Premier gestionnaire d’actifs européen, avec plus de 2 300 milliards d’euros d’encours à fin septembre 2025, Amundi se lance dans la tokenisation de fonds. Ce procédé consiste à émettre et enregistrer un actif sous une forme numérique, par le biais d’une base de données distribuée au sein d’une communauté d’utilisateurs. « La nouveauté réside dans l’enregistrement des parts de fonds sous forme de jetons – ou tokens – échangés sur des registres distribués plutôt qu’auprès d’un dépositaire central des titres comme pour un fonds monétaire traditionnel, expliquent Nicolas Barbaroux, Claire Brousse et Déborah Zribi sur le blog de la Banque de France.

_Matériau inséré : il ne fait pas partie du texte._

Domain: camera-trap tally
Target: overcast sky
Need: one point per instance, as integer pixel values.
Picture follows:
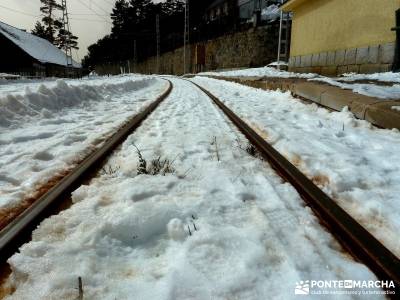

Ceci permet l’automatisation des opérations, par des programmes informatiques, nommés smart contracts à des fins de réduction des coûts et d’accélération des transactions. »
Un test grandeur nature
Après quatre ans de réflexions et de travaux au sein du groupe, Amundi franchit une première étape avec la création d’une part tokenisée du fonds monétaire Amundi Funds Cash, sur la blockchain publique Ethereum. « Étant donné l’évolution de l’écosystème et l’avènement d’un cadre réglementaire européen, nous avons souhaité réaliser un premier test grandeur nature, car nous pensons que les parts de fonds tokenisées peuvent devenir des instruments incontournables pour certains cas d’usage compte tenu de leur connectivité et portabilité », explique Gilles Cutaya, directeur marketing et produits chez Amundi. C’est Caceis qui fournit la technologie et l’infrastructure de tokenisation de parts de fonds, les portefeuilles digitaux pour les investisseurs, ainsi que la plateforme digitale de passage d’ordre pour les souscriptions et rachats. « Nous avons adopté une approche “groupe” car elle nous permet de maîtriser l’ensemble des éléments de la chaîne et ainsi d’offrir les meilleures garanties de sécurité », renchérit Gilles Cutaya.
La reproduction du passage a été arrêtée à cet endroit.